Our lab participated in this year’s Vision Sciences Society Annual Conference, which took place in St. Pete Beach, Florida.
We had three presentations at this year’s meeting.
In her talk, Tanya presented more results on our intriguing observations that sound activates a dormant visual-motor pathway bypassing the primary visual cortex. This is a very interesting result because it demonstrates that multiple anatomical pathways from the retina to the eye movement output centers can be “recruited at will” depending on the task requirements! We’re currently extending these exciting results by inactivating the primary visual cortex while recording from the superior colliculus with and without sound stimuli.
Next up, Tong presented brand new results being publicized for the very first time at an international conference. These results were concerned with what happens in the foveal visual representation of the superior colliculus when saccades are generated to peripheral targets. Normally, we and others always studied what the peripheral neurons did when generating saccades. However, our recent results and others made us wonder what happens in the fovea when saccades are about to be released. For example, a single peripheral neuron can prefer two different image features during a simple visual response epoch versus during saccade generation. If so, how can such a change in “mode” of the peripheral neuron between visual and motor regimes take place ?
To answer this question, Tong decided to look at the time of the “go” signal instructing the subject to generate a saccade (i.e. instructing the subject to change mode from a visual regime during fixation to a saccade generation regime during eye movement command execution). What we found was that there was a transient change happening in the superior colliculus exactly during this state transition phase. Peripheral neurons representing the peripheral saccade target (like in the example neuron in the figure above) transiently completely paused their activity before they generated a strong motor burst. Remarkably, when we recorded foveal neurons, we found that they generated a transient burst instead!
Perhaps more interestingly, the foveal neurons actually burst slightly earlier than when the peripheral neurons paused. Thus, we think that we found a foveal trigger signal for jumpstarting peripheral saccadic orienting! These results are interesting because they demonstrate that foveal processing is an active and integral component of eye movement generation even when the eye movements are concerned with peripheral targets outside the fovea.

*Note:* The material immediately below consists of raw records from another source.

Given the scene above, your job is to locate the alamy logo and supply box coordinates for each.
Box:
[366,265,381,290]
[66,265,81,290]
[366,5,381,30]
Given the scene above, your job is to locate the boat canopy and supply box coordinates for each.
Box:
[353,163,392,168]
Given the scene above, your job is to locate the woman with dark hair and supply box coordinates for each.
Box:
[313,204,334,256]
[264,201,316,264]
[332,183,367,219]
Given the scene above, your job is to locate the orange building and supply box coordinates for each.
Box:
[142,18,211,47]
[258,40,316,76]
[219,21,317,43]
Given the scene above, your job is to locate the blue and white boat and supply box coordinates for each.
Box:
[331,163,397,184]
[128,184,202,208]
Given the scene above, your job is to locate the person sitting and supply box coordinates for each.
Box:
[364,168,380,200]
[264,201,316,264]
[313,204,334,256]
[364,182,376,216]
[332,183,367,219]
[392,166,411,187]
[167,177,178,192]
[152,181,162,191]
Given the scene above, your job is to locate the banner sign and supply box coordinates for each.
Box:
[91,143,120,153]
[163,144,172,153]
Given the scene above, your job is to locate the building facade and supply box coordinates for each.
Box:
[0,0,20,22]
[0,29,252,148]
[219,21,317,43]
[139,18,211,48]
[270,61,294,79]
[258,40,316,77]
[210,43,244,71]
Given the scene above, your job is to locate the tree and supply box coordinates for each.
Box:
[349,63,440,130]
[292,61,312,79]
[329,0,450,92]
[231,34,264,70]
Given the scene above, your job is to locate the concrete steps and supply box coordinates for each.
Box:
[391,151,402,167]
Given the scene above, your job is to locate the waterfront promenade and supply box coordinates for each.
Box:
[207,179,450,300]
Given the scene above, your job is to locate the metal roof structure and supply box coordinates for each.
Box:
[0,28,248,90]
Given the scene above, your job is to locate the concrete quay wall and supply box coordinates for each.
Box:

Finally, Matthias continued our investigations of peri-saccadic suppression of visual sensitivity. He took our previous perceptual and retinal results, and he applied the same experiments in the superior colliculus and primary visual cortex. We found very interesting similarities and differences between the two brain areas. However, importantly, both areas replicated our previous retinal and perceptual findings. The differences between the two areas pointed to the possibility that the superior colliculus reflects perceptual effects better than the primary visual cortex.
We look forward to describing follow-ups on these and other projects in future versions of the VSS annual conference.